There, on the edge of a field, Thorndike began talking to a receptive tom and hen, and the male wasted little time in approaching the ground blind.
Thorndike, who grew up turkey hunting in New York state, had given her boss a piece of advice before the hunt: If the bird is strutting and displaying his feathers, hold your fire until they drop those feathers down.
“Sometimes, when they puff their feathers like that, it’ll repel the shot,” Camuso said.
Unless, that is, the shot comes from about 10 feet away, which was the range the turkey reached.
Thorndike whispered to Camuso, telling her to shoot, but Camuso, who describes herself as a rule-follower, reminded her mentor about the earlier advice.
“She said, ‘It’s OK. He’s so close, it’s OK to shoot,’” Camuso said.
So shoot, Camuso did, dropping a bird that weighed 16.8 pounds and sported a 8 1/4-inch beard and 7/8-inch spurs.

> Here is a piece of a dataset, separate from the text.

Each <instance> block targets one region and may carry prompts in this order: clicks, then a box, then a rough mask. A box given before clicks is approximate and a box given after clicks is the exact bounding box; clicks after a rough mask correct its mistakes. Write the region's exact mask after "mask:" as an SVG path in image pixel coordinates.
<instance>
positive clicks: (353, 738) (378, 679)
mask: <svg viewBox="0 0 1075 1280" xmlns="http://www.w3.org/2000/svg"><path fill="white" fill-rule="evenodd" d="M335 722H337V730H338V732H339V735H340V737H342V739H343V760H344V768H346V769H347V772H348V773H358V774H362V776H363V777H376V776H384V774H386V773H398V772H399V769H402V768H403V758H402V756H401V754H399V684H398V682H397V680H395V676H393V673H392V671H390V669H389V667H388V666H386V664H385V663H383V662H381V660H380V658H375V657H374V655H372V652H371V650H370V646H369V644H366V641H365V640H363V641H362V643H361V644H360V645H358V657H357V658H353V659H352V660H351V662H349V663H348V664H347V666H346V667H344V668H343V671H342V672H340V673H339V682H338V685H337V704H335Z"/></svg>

“I couldn’t believe it,” Camuso said. “Having not grown up with guns, I was so nervous I was going to miss. Just totally miss the bird and blow all the work that Liz had done calling it in. And when I did it, I was so proud I started crying.”
Camuso said she was proud of making an effective shot that killed the bird quickly, and that she had provided a meal for her table.

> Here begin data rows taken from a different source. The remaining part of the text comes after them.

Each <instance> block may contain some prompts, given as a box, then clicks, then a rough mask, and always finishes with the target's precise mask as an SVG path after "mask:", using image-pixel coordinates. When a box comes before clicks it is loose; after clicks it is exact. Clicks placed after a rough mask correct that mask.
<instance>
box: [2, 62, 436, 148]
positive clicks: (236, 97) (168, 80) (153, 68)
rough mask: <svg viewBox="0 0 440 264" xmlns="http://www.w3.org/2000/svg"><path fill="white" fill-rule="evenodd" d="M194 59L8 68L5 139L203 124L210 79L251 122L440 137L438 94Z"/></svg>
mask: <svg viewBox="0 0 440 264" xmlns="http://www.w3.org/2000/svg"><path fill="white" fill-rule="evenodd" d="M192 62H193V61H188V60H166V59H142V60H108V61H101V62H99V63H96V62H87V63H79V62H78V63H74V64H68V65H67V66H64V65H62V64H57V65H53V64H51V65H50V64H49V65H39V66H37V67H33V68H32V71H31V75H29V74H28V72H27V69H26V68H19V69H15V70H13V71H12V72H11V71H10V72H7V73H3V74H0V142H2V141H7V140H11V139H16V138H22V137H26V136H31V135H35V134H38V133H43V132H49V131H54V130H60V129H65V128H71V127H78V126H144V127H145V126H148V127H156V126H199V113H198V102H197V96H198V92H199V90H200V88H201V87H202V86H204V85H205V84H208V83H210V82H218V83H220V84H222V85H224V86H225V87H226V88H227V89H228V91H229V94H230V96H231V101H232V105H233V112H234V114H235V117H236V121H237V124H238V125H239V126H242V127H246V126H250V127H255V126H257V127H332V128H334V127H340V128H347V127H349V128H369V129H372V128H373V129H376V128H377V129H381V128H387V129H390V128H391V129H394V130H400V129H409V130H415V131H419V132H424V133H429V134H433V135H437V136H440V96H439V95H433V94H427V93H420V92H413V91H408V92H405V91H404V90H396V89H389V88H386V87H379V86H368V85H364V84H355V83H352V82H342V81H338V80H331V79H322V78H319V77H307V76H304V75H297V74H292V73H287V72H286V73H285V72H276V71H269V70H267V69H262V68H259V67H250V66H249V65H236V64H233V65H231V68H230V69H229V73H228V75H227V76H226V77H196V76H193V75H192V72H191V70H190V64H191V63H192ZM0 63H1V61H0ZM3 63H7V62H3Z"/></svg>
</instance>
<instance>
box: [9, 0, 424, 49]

At home a bit later, she sliced the breast meat thin, like you would for a stirfry. Then she prepared her “standard marinade” of Italian dressing, Worcestershire sauce, soy sauce, brown sugar and orange juice, and added the turkey.
“It’s all I could think about all day — going home to eat my dinner — and it was great,” Camuso said. “I was so happy to be eating something that I know had lived its whole life in the wild, I knew it had had a happy life, it died quickly. No chemicals, and it was good for you. And I did it. I was so proud of myself.”

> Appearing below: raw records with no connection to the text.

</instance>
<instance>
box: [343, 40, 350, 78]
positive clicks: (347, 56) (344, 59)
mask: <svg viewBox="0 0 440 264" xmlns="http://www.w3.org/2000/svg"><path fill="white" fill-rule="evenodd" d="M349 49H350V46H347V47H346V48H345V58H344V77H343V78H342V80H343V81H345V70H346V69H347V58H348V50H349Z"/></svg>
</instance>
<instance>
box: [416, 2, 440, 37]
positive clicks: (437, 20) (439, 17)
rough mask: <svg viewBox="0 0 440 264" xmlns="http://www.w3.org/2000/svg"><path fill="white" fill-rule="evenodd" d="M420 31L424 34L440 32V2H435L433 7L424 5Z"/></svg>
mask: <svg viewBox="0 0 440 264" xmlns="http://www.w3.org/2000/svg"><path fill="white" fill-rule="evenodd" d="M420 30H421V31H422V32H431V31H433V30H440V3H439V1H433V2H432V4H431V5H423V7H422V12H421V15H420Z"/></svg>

Since then, though, Camuso has had time to think about other aspects of the hunt. And she said she has learned another valuable lesson.
“The other piece that was so unexpected to me, both with Christy and Liz, is I feel so attached to those mentors,” Camuso said. “I trusted them so much, and it was such a bonding experience.”
Being new to hunting, Camuso has begun to learn about things she’d long heard to be true.
“I always hear about families out hunting and the tradition that is passed on, and never having experienced it, I didn’t understand how bonding that experience really is. It was really moving for me,” she said. “That was a totally unexpected benefit that was almost better than the meat itself, which is what I now consider to be these really good friends. That was almost the best part of the experience for me.”